Kaplan GRE Test Prep Software Fails Windows Vista Exam

If I were still preparing to take the GRE, I would start by purchasing study guides from a company that seems to have a grasp of basic logic. That company would not be Kaplan. See, Kaplan assumes that none of their customers are using Windows Vista. You know, the latest commercial release of the world’s dominant home computer operating system. At least, that would explain why their practice test software doesn’t work on computers running Vista, and their tech support staff don’t seem terribly concerned.

Vista user and aspiring grad student Abby wrote us, a month before her GRE test date, with her sorry tale.

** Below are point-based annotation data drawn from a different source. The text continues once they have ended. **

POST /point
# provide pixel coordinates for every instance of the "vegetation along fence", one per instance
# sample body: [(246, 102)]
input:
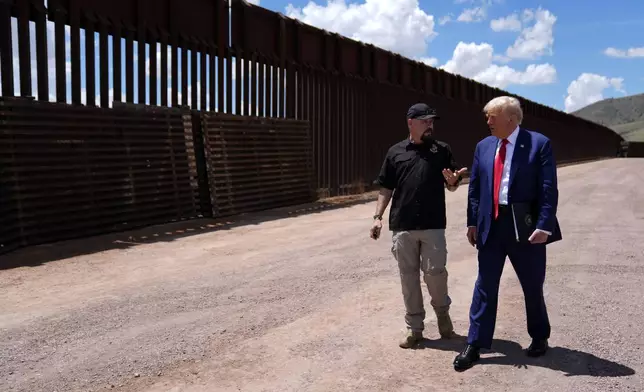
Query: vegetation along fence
[(168, 109)]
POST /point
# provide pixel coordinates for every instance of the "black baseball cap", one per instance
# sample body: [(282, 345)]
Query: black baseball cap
[(421, 111)]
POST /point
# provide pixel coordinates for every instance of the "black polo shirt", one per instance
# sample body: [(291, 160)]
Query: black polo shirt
[(415, 173)]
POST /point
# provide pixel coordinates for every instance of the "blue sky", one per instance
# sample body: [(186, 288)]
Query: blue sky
[(563, 54), (569, 42)]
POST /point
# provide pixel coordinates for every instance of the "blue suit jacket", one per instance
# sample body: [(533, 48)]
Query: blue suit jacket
[(533, 179)]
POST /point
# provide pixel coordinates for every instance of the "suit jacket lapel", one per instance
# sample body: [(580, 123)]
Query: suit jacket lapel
[(517, 156)]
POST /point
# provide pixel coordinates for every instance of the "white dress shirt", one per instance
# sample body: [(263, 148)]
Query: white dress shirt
[(505, 176)]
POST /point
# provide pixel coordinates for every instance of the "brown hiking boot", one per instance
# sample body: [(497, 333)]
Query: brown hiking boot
[(411, 339)]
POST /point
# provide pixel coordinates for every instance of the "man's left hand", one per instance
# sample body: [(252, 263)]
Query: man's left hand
[(452, 177), (538, 237)]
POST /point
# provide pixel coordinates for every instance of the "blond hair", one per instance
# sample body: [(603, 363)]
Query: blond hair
[(509, 105)]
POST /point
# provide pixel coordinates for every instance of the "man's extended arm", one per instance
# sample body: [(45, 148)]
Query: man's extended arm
[(383, 200), (387, 181), (549, 194), (454, 167)]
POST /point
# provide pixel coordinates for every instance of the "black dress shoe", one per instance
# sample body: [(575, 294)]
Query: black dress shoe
[(466, 358), (537, 348)]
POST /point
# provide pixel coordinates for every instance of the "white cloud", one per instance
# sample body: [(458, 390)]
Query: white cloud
[(399, 26), (631, 52), (588, 88), (475, 14), (445, 19), (475, 61), (509, 23), (431, 61), (535, 40)]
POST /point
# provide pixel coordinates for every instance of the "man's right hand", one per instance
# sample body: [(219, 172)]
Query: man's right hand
[(471, 235), (374, 233)]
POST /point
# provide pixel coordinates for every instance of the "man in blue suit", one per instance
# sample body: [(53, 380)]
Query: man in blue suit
[(511, 212)]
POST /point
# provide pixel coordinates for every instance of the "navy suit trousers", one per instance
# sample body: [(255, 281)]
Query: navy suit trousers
[(529, 262)]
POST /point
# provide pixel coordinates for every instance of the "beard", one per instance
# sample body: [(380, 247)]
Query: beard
[(426, 137)]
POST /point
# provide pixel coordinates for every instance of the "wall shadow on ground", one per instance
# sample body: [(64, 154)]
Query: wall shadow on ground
[(42, 254), (568, 361)]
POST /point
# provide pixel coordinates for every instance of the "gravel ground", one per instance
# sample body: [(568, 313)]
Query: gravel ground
[(310, 303)]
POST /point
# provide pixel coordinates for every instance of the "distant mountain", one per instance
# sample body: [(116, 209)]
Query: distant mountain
[(624, 115)]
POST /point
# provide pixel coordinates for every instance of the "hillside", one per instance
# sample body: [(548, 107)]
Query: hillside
[(624, 115)]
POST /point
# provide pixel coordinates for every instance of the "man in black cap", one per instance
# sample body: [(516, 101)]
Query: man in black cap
[(418, 169)]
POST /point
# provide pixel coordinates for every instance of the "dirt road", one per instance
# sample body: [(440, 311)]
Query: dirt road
[(310, 303)]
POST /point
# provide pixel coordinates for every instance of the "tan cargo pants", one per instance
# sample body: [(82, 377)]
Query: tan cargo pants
[(426, 251)]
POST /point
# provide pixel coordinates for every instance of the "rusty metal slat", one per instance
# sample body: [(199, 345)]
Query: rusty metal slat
[(203, 77), (117, 72), (42, 67), (104, 65), (238, 82), (154, 96), (246, 85), (6, 49), (24, 52), (184, 73), (215, 103), (129, 64), (274, 87), (174, 40), (74, 21), (164, 68), (142, 89), (194, 80), (90, 61), (252, 72), (261, 88)]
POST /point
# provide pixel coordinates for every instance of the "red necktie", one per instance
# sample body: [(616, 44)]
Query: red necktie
[(499, 160)]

Three months ago, I broke down and bought a Kaplan GRE 2009 Premium Program test prep book, which comes with an online syllabus and companion software for practice exams. The online program is supposed to provide six months of online study tools and real-feel practice tests. I logged on to the online tool, checked it out, and then buried my nose in a math review book on and off for three months. Today, exactly 31 days until I take the GRE, I tried to log on to the online syllabus again. That’s where the trouble started.

First, my online account alerted me that my membership had expired. Hmmm, that’s funny, I was pretty certain half a year had not flown by since April, but, hey, that’s why I have this handy cd-rom to install, right? Wrong again. When I popped the disc into my Toshiba laptop there were error messages galore about “missing MCI drivers.” I hopped online to google said drivers and found dozens of messages on Microsoft and other tech support servers from other users of Kaplan software asking about these same drivers for their computers running Vista. The questions started coming up around March, apparently, and not one question on one forum had actually been answered. The Kaplan tech support FAQ’s were also strangely lacking this apparently frequently asked question.

With all of my online options exhausted, I called the Kaplan tech support line and was put through to a real person. Success? Nope. He asked if I would like to leave a message for tech support. Me: “Well, no, sir, I’d actually like to just wait and talk to someone so I can use my scheduled Sunday afternoon study time.” Him: “I’m sorry, all phone lines to the Kaplan customer support center are down. So they’re having us take messages instead.” Me: “So you work at the Kaplan customer support center?” Him: “Yes, I do.” Me: “Then how exactly are you answering the phone?” He had no answer for that one, just like my tech support questions.

I relented and left my contact information. He informed me that I would be contacted in about a week to help with my software problems…meaning I will have exactly 24 days to prepare for my exam. If, that is, they can help at all. I realize no one likes Vista, but if you’re going to ask people to shell out $40 for your books and software while claiming to be the leader in test prep, you can at least make sure it’s compatible with the operating systems that are out, right? Or learn how to count months. Or respond to the dozens of forums requesting help with the topic.

Maybe I’ll just skip grad school and join the circus instead…take this all as a sign.

No, no, go to grad school! I bet the circus isn’t even hiring right now.

Yeah, yeah, it’s her own fault for using Vista, whatever. That’s not the point. There are a lot of computers running Vista out there, and it’s not unreasonable to expect a popular study aid to actually run on a computer running such a common OS.